On the single-payer issue, Pew data from 2014 and 2018 showed that, as a region, the Midwest was less in favor of the idea (also known as government-run health care or Medicare-for-all) than any other region. The 2018 data showed that 54 percent of Midwesterners felt it was the government’s responsibility to provide health care, versus 66 percent in the Northeast, 64 percent in the West, and 58 percent in the South. The idea that the Midwest would be even less keen on this than the ruby-red South would seem instructive.
But a state-by-state look adds more nuance. The Data for Progress think tank crunched numbers from the Kaiser Family Foundation on this question last year. And while the think tank leans left and advocates for single-payer, what we’re interested in here is not the gross level of support but relative support levels between states.
Here again, these states are on par with the national average and, in the case of Michigan and Pennsylvania, are actually even more supportive than that.
The same think tank analyzed Civis Analytics data on a federal jobs guarantee, and again these states don’t appear more reluctant than your average swing state.
We modeled support for a job guarantee nationwide. It performs stunningly well. Democrats can run on a job guarantee everywhere. https://t.co/Uk3GR5Eu6Q pic.twitter.com/N4YPSY1Xpb
— we’re going to pass AVR 🍉🍉 (@SeanMcElwee) March 20, 2018
Data for Progress also looked at Pew data on the minimum wage, though, and found that these states were slightly less keen on a $15-per-hour minimum wage than other states with similar partisan leans.
Reparations also appear to be an issue that plays particularly poorly in the Midwest. A 2014 YouGov poll showed that just 13 percent of Midwesterners favored paying the descendants of slaves, the lowest support of any region (albeit within the margin of error). And a 2016 Marist College poll, likewise, showed that the Midwest supported this idea less (22 percent) than other regions (26 percent in the South and Northeast, and 30 percent in the West). State-by-state data isn’t available on this question.
Anecdotally, it’s understandable why Democrats are concerned about this. They have relied on these states as their firewall in the past, and Trump breached that wall, rather unexpectedly. They have also had success with moderate, pragmatic politicians even in rural areas in these states. Democrats have won multiple special elections in tough, conservative-leaning districts in western Pennsylvania in recent years, for example. The House member in the most GOP-leaning district, meanwhile, is Democrat Collin C. Peterson (Minn.).

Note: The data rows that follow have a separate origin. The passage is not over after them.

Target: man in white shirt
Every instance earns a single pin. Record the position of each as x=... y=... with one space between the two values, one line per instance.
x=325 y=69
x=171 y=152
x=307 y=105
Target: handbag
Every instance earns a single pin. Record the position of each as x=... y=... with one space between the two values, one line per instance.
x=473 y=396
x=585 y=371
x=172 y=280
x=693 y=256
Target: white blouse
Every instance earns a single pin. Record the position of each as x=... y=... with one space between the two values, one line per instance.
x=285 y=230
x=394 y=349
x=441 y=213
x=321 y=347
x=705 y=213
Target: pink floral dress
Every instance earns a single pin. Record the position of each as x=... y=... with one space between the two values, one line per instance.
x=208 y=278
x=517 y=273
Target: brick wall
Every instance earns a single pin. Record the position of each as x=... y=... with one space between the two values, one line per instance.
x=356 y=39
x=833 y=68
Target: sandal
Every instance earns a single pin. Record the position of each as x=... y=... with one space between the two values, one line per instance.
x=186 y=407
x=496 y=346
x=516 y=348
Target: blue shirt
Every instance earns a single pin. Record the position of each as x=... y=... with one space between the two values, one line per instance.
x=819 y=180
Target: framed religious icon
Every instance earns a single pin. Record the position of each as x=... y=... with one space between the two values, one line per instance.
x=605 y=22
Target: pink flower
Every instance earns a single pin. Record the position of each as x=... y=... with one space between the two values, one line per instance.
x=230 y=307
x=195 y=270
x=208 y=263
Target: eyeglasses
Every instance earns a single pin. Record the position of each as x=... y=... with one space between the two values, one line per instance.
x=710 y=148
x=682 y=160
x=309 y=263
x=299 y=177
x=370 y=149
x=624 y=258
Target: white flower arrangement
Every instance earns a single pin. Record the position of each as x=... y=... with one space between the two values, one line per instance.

Many of the reddest districts held by congressional Democrats are in this region.
To Rendell’s point, it’s also possible that the details of these policies will wind up mattering less than that they allow Trump and his allies to peg these Democrat with the “socialist” label — which is a key GOP talking point already. And maybe the Democratic Party’s leftward shift could simply hurt it across the board.
But it’s worth questioning the stereotype of the more-moderate Midwesterner — or the conservative Democrat who hails from the vast swath of land between Philadelphia and Pittsburgh. On most of these ideas, these key states appear to be about where you’d expect any competitive state to be — and even supportive of many of them.